Ernslaw One, owned by Malaysia's Tiong family, is one of the three companies whose activities are being investigated by the Gisborne District Council after the June floods.

Its founder Tan Sri Tiong Hiew King made his fortune in forestry and palm oil plantations and his assets here included New Zealand King Salmon, Winstone Pulp and Neil Group.

One of his logging companies Rimbunan Hijau faces accusations of illegal operations and human rights and environmental abuses in Papua New Guinea and Malaysia, first documented by Greenpeace in 2004, and more recently this month by the Oakland Institute.

But it hasn't affected his business in New Zealand with 24 consents to buy sensitive land being granted since 2005.

The Tiong family has been investing in New Zealand for more than 20 years, with more than 90 approved consents to the companies controlled by the family, OIO's Vanessa Horne said.
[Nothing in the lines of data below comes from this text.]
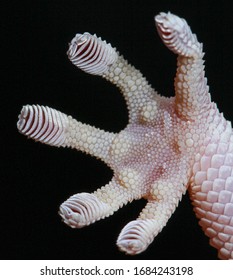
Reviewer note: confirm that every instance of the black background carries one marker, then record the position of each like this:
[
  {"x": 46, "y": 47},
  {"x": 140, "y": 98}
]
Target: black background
[{"x": 37, "y": 178}]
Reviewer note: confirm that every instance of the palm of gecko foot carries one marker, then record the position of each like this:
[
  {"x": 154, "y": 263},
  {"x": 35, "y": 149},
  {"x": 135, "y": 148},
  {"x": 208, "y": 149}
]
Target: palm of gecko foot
[{"x": 168, "y": 145}]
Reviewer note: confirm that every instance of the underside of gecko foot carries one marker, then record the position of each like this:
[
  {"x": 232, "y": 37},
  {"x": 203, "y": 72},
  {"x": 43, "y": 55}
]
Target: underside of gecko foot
[
  {"x": 136, "y": 236},
  {"x": 82, "y": 210}
]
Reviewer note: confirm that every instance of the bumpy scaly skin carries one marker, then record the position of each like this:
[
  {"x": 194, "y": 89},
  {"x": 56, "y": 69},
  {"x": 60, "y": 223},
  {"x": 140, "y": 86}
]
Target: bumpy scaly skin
[{"x": 170, "y": 144}]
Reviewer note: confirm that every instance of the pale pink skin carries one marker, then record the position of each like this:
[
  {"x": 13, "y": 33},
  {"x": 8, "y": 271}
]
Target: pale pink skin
[{"x": 170, "y": 144}]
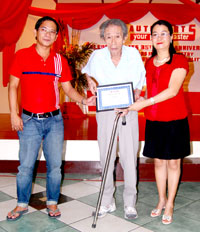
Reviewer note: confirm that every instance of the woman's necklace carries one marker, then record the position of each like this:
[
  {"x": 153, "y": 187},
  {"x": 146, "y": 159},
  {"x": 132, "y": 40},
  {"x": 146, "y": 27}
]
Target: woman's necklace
[{"x": 163, "y": 60}]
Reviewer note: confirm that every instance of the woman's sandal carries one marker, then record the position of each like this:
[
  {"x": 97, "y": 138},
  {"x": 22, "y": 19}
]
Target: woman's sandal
[
  {"x": 156, "y": 212},
  {"x": 14, "y": 216},
  {"x": 166, "y": 219},
  {"x": 52, "y": 213}
]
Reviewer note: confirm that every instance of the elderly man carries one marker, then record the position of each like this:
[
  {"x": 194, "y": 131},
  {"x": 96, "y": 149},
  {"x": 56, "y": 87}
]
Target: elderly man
[{"x": 114, "y": 64}]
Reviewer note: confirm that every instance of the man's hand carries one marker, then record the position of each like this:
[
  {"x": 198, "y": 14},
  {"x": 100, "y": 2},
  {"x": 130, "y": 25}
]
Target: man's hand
[
  {"x": 16, "y": 122},
  {"x": 91, "y": 101},
  {"x": 92, "y": 85},
  {"x": 124, "y": 112}
]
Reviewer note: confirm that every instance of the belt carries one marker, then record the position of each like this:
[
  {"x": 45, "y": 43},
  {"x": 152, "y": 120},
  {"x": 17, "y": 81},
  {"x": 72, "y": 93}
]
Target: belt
[{"x": 45, "y": 115}]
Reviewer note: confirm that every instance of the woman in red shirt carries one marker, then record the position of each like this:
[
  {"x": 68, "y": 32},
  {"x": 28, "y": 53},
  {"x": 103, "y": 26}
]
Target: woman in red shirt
[{"x": 167, "y": 137}]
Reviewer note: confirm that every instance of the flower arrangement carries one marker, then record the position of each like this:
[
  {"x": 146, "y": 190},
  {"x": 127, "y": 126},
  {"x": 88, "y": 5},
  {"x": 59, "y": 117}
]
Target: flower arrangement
[{"x": 76, "y": 55}]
"For the OIO to take enforcement action after consent has been granted for any breach of a good character condition, it would need to prove that a person is not fit to hold an asset.

"We need to consider the nature of the allegation, the evidence of the allegation and the public interest in taking action, such as the impact on New Zealanders from taking action. The commission of an offence by a person may provide evidence as to whether they are fit to hold an asset. But this is not the only matter the OIO would need to consider," she said.

Both Samling and the Tiong family's Rimbunan Hijau were yesterday named as irresponsible palm oil producers in a report published by Greenpeace.

Campaign Against Foreign Control of Aotearoa (CAFCA) said the OIO's good character test was not rigorous enough.

"To prove companies are of good character representative of the company usually a New Zealand lawyer has to sign a bit of paper certifying they're of good character - that's it," CAFCA spokesperson Murray Horton said.

Council of Trade Unions policy director Bill Rosenberg said the test also only applied to individuals, not the company itself. But he would like to see that changed.

"If you have companies with a consistent poor record of ignoring good environmental practice, no action can be taken under the current law."

East Coast environmental and indigenous rights advocate Tina Ngata said she was "appalled" to learn of the actions that Hikurangi Forest Farms and Ernslaw One's parent companies were accused of in other countries.

It was up to the OIO to monitor foreign investors more stringently and take action if necessary, she said.

"The OIO need to be taking a better role in monitoring the behaviour of these companies if they allow them into our economy so they don't make these kinds of impacts on our landscape."

It was especially important where public money was used to clean up environments impacted by companies failing to follow good practices, she said.

The OIO had nine permanent staff, up from just two in 2015, so it had more capacity to monitor and enforce consent conditions, including good character requirements, Vanessa Horne said.

Oregon Group declined to comment, and several attempts to contact its Malaysian owner were unsuccessful. Hikurangi Forest Farms and its owner Samling could also not be reached for comment.